Back in January 2022, the singer purchased this one-of-a-kind token for 500 ETH on the OpenSea marketplace. However, the current market value of this digital asset stands at a mere 29.5 WETH. Interestingly, at the time of the purchase, theories emerged that the acquisition might have been sponsored by fashion designer Drew Gianpiero D’Alessandro, who is associated with Bieber’s own fashion brand.

According to independent journalist Autism Capital, the artist obtained the NFT as part of a collaboration with the company MoonPay. Autism Capital suggests that the company might have leveraged Bieber’s influence to artificially drive up the prices of their own tokens in their portfolio for subsequent sale.

At present, the JustinBieberNFTS account, supposedly belonging to the Canadian performer, holds a collection of 2023 unique tokens, including the inBetweeners #3777, prominently featured in his Twitter profile picture.

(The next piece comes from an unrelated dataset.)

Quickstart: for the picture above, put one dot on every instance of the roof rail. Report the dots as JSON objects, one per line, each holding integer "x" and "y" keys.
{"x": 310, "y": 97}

The trend of decreasing NFT values across various collections has been observed for a considerable period of time. In July 2022, the minimum price for BAYC stood at around 97 ETH ($1.16 million at that time), but now it has dropped to a mere 27 ETH ($52,650).

It’s worth noting that American rapper Eminem previously acquired an NFT from the Bored Ape Yacht Club collection, for which he paid 123.45 ETH (equivalent to over $450,000 at that time).

Let’s also recall the unfortunate incident in March 2023 when collector Brandon Riley accidentally burned a CryptoPunk #685, valued at approximately $129,000.

Justin Bieber’s NFT investment journey serves as a stark reminder of the volatile nature of the digital collectibles market, with fortunes rising and falling unpredictably.